Second is the issue of agricultural emissions pricing, where Feds remains firm on three bottom lines: a) Feds will not consider supporting an emissions tax without a scientific target for methane deductions based on achieving no additional warming by 2050,
b) that any tax is used exclusively to incentivize the uptake of viable and cost-effective mitigation options available to New Zealand farmers, and
c) that no emissions leakage or reductions in food production occur.
Third on the list of concerns is the Three Waters reforms; Feds are opposed to the four proposed mega Water Services Entities. The Federation argues the Government has failed to take into account differences between how regions undertake water management, especially in rural areas.
“There are changes needed but not of this sort. You don’t have one single pipeline running up the whole country so the network efficiencies just aren’t there,” Nick says.
Cyclone Gabrielle has highlighted the issue of plantation forestry on erodible hill country land, and the long-term sustainability of carbon forestry. Nick says while it’s a pity it’s taken a cyclone to prompt an inquiry, Feds hopes it will result in much-needed changes.
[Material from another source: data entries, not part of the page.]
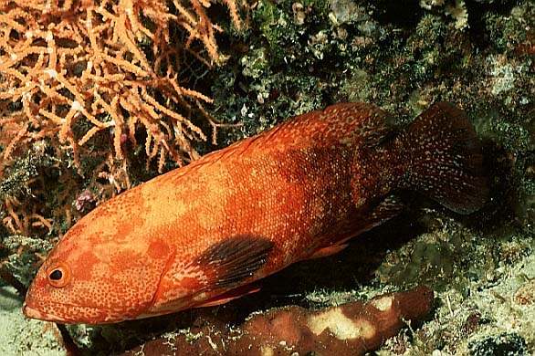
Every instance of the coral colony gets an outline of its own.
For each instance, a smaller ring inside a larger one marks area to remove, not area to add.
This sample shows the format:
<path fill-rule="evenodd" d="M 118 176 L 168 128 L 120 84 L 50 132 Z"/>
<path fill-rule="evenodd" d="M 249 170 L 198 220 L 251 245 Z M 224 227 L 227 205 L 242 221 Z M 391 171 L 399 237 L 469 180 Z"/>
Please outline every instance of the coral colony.
<path fill-rule="evenodd" d="M 236 4 L 224 3 L 239 28 Z M 45 158 L 54 161 L 46 165 L 59 171 L 64 184 L 64 207 L 54 215 L 69 225 L 72 168 L 100 185 L 105 200 L 131 186 L 127 143 L 134 150 L 144 144 L 137 151 L 146 155 L 147 166 L 156 159 L 160 172 L 167 158 L 183 165 L 198 157 L 191 141 L 206 135 L 190 113 L 205 113 L 203 105 L 211 99 L 178 79 L 184 57 L 208 67 L 218 58 L 215 33 L 221 29 L 208 19 L 209 5 L 197 0 L 187 5 L 132 0 L 0 5 L 0 175 L 13 186 L 32 185 L 32 194 L 21 198 L 3 184 L 4 225 L 24 236 L 52 231 L 52 213 L 42 207 L 46 183 L 31 174 Z M 25 155 L 32 162 L 25 164 Z"/>

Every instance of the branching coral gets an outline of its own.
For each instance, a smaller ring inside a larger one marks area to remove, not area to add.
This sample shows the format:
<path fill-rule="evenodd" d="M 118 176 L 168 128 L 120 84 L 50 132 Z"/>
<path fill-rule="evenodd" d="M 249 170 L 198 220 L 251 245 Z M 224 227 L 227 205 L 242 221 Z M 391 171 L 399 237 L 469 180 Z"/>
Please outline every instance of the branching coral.
<path fill-rule="evenodd" d="M 236 2 L 224 3 L 239 28 Z M 160 172 L 168 157 L 179 165 L 196 158 L 191 142 L 207 137 L 191 112 L 205 113 L 211 99 L 179 78 L 191 66 L 186 58 L 205 66 L 217 59 L 220 28 L 209 6 L 205 0 L 0 2 L 0 177 L 41 142 L 63 171 L 72 165 L 87 174 L 90 160 L 91 181 L 103 178 L 117 190 L 130 187 L 127 142 L 135 149 L 140 137 L 147 165 L 157 159 Z M 6 221 L 25 234 L 17 220 L 34 213 L 18 214 L 17 205 L 15 197 L 5 200 Z M 47 226 L 49 219 L 35 214 Z"/>

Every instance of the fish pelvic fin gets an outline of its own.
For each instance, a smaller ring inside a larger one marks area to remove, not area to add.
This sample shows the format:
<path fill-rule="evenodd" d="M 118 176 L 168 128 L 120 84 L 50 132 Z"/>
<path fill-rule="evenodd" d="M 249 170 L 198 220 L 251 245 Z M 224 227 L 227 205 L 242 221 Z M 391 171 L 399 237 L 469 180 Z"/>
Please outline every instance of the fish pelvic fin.
<path fill-rule="evenodd" d="M 481 146 L 456 106 L 432 105 L 396 143 L 404 166 L 402 184 L 459 214 L 473 213 L 485 204 L 488 187 Z"/>

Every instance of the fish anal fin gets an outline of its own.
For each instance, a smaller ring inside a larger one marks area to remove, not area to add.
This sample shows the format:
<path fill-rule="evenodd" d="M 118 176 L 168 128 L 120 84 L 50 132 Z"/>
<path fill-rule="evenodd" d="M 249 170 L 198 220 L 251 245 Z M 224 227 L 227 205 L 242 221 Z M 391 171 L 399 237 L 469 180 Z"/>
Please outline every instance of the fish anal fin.
<path fill-rule="evenodd" d="M 237 299 L 248 294 L 256 293 L 260 288 L 252 285 L 245 285 L 236 288 L 231 289 L 227 292 L 220 294 L 212 298 L 203 301 L 201 304 L 196 304 L 194 308 L 215 307 L 221 304 L 228 303 L 231 300 Z"/>
<path fill-rule="evenodd" d="M 404 208 L 403 203 L 397 195 L 388 195 L 379 203 L 371 213 L 364 217 L 364 228 L 362 232 L 370 230 L 398 215 Z"/>
<path fill-rule="evenodd" d="M 343 250 L 347 246 L 348 246 L 348 244 L 339 243 L 339 244 L 330 245 L 330 246 L 328 246 L 325 247 L 321 247 L 319 250 L 316 250 L 308 258 L 312 259 L 312 258 L 326 257 L 330 255 L 338 254 L 340 251 Z"/>
<path fill-rule="evenodd" d="M 348 240 L 392 219 L 401 213 L 403 207 L 404 205 L 400 203 L 397 196 L 387 196 L 378 204 L 372 206 L 371 211 L 368 212 L 368 210 L 366 210 L 368 213 L 361 216 L 358 227 L 350 236 L 324 238 L 324 243 L 320 245 L 317 249 L 313 250 L 306 259 L 325 257 L 339 253 L 349 246 L 347 243 Z M 321 240 L 321 238 L 319 239 L 319 241 Z"/>
<path fill-rule="evenodd" d="M 205 277 L 205 290 L 238 286 L 262 268 L 274 243 L 264 237 L 237 236 L 208 246 L 194 261 Z"/>

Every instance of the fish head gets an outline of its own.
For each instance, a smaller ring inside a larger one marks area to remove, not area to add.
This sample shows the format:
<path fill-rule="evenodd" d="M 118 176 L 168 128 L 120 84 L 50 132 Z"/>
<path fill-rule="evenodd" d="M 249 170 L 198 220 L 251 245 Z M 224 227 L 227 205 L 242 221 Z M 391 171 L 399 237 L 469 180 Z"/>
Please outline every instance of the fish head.
<path fill-rule="evenodd" d="M 89 214 L 81 219 L 41 266 L 26 294 L 24 314 L 60 323 L 137 319 L 152 305 L 174 254 L 162 236 L 147 230 L 142 236 L 137 233 L 113 218 Z"/>

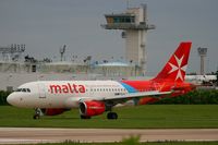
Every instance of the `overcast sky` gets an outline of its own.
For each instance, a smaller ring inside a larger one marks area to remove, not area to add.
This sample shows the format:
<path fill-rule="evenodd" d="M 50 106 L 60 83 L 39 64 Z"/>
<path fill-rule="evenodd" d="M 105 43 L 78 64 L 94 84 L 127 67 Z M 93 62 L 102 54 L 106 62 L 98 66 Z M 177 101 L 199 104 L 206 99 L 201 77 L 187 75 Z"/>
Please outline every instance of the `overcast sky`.
<path fill-rule="evenodd" d="M 189 72 L 199 71 L 198 47 L 207 47 L 207 71 L 218 67 L 218 0 L 130 0 L 147 3 L 148 22 L 157 28 L 147 35 L 148 72 L 157 73 L 182 40 L 193 41 Z M 126 0 L 0 0 L 0 46 L 26 44 L 26 53 L 116 60 L 124 56 L 120 31 L 106 31 L 104 14 L 124 12 Z"/>

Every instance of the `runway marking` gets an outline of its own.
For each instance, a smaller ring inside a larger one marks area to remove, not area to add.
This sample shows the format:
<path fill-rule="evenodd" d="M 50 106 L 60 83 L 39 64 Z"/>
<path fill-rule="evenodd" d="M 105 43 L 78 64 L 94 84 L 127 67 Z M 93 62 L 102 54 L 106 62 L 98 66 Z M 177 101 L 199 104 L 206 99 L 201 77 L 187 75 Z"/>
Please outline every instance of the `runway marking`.
<path fill-rule="evenodd" d="M 218 141 L 218 129 L 44 129 L 0 128 L 0 144 L 120 142 L 140 135 L 141 142 Z"/>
Immigration also needs attention, Nick says. While the government has reopened borders and established an accredited employer work visa to attract migrant workers, the median wage requirement is a real problem.
“It’s simply too high for a lot of the positions farmers need. It causes huge headaches for employers, it drives up labor costs and will just drive inflation even higher,” he says.
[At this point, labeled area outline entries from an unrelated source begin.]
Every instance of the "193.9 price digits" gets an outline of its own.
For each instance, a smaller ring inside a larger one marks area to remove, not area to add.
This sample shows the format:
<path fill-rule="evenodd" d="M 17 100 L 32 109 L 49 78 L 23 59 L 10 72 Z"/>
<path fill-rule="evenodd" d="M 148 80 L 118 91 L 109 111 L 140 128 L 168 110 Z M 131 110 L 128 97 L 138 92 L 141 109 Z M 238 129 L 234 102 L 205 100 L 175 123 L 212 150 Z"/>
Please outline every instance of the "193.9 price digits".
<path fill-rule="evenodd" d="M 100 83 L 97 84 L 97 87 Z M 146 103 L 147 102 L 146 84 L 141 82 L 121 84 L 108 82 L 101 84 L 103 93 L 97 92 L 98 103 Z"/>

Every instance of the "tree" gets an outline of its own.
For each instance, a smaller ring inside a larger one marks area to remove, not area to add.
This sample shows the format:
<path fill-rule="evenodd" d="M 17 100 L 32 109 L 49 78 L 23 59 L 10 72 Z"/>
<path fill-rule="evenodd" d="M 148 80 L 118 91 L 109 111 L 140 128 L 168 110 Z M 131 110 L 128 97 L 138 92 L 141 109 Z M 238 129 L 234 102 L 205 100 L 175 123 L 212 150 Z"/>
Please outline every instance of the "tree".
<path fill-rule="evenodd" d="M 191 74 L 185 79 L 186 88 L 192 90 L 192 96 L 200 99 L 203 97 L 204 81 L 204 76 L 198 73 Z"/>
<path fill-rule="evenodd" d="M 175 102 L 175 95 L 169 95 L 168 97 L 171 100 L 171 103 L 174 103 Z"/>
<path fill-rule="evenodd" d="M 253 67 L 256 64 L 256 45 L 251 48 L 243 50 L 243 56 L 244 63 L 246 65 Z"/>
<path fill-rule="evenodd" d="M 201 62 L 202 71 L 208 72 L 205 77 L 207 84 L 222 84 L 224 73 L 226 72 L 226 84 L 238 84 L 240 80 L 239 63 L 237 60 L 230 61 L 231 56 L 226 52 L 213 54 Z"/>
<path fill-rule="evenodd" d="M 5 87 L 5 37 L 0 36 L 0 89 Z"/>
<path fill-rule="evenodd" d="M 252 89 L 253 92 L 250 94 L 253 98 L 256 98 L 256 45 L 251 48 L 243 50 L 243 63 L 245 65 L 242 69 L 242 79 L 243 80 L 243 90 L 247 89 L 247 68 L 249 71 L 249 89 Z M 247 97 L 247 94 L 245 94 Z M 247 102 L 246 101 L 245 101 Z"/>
There’s also the regulations regarding fresh water, winter grazing, stock exclusion and wetlands, which following multiple revisions still aren’t right. Simply gaining consent for essential activities under these is a drag on not only farmers, but government resources too.
When asked about common rebuttals encountered in the advocacy space, Gavin says most boil down to different outlooks.
“A counter-argument we run into often is that we need to reduce our emissions, and planting trees under a carbon offset trading scheme is the most efficient way of doing it,” he says.
“The problem is you’re slowly sucking the economy dry and you’re not thinking about what the effect is when they’ve stopped absorbing carbon and potentially start falling over – floating down rivers and blowing out bridges.”
“We should find ways to reduce emissions, not keep pumping out emissions and planting trees to offset them.”
Nick adds it’s often argued farmers should simply cut back due to being responsible for 50% of New Zealand’s total emissions.
“In terms of emissions our farmers are amongst the most efficient in the world,” he says.
“If we reduce our production it’ll be taken up by less efficient producers overseas and global emissions will actually rise.”
Dealing with cynicism from government officials and ministers is also not uncommon and widens the gap Feds needs to bridge with various legislators.
“Where officials or ministers don’t trust advocacy groups and assume that they’re trying to screw the scrum – that’s where they’ve come up short.” Gavin says.
Coinciding with the election, an updated General Election Platform will be released near the middle of the year. This is essentially Feds’ ‘wish list’ for politicians in broad terms and goes into finer detail regarding these policy areas plus what Feds thinks about them.